What is a word that means “see” (refer to) (go see), but in latin form, like “r.e.”? I asked this in the English stackexchange and got kicked out

  • 1
    It is possibly viz., but only as a stretch of its literal sense "it is permissible to see". Why is videlicit abbreviated as viz, by the way? Why not vid.?
    – user6924
    May 8 '20 at 17:28
  • 1
    The abbreviation "viz." goes back to Tironian shorthand, the way I heard it; that would make a fine question in its own right, though.
    – Draconis
    May 8 '20 at 18:40
  • Qv or q.v. (plural qq.v.) is listed in Chambers page x, but in the concise Oxford page xix they prefer cf. (short for confer) which is also in the answer given by Draconis.
    – Hugh
    May 8 '20 at 20:39
  • 4
    Re is not an initialism, but the Latin word re, ablative of res ("thing", "matter"). Originally in the legal Latin phrase in re X "in the matter of X" or "in X's legal action"
    – Colin Fine
    May 8 '20 at 22:37
  • I wrote viz. in this sense for sometime, but stopped after finding that it rather means "that is, which means", basicly i.e. "id est". I shouldn't use entirely arcsne shorthand except in space constrained writing (viz. comments)
    – vectory
    May 8 '20 at 22:39

It sounds like you want to use this in an English context, so I'd suggest the abbreviation cf, short for confer "bring these things together". It's relatively common in academic contexts to mean "you should compare my results against this other work".

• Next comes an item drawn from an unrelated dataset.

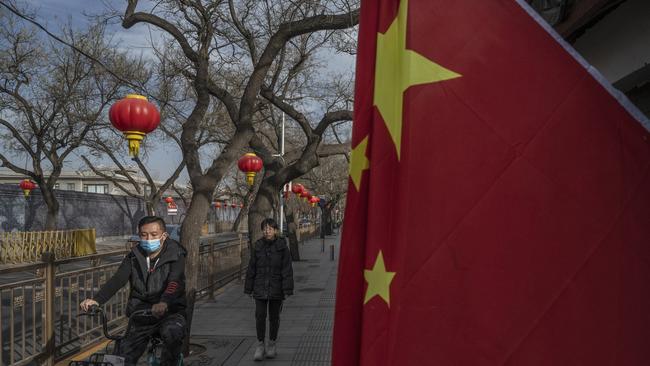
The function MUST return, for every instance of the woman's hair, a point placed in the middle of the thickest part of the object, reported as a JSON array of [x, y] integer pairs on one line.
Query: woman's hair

Another option, depending on the use case, is qv, short for quod vide or quae vide "which you should look at". This one's more common in reference books, used to point to a different entry in the same work rather than a different work entirely.

  • 1
    Note that q.v. has a different grammatical function than see: see takes a direct object saying what entry to go look at, whereas q.v. says to go look at the entry for the entity just mentioned. For example, "He was the third president of the United States (q.v.)" means "He was the third president of the United States (see Uɴɪᴛᴇᴅ Sᴛᴀᴛᴇꜱ)". So see is more flexible: it lets you refer to an entry whose title isn't exactly the preceding word or phrase.
    – ruakh
    May 9 '20 at 17:42

In addition to the excellent suggestions made by Draconis, there is also the simple vide "see", abbreviated as v.. It is used in e.g. Lewis & Short.


  • 1
    In my opinion, this is the correct answer for what the OP is actually asking.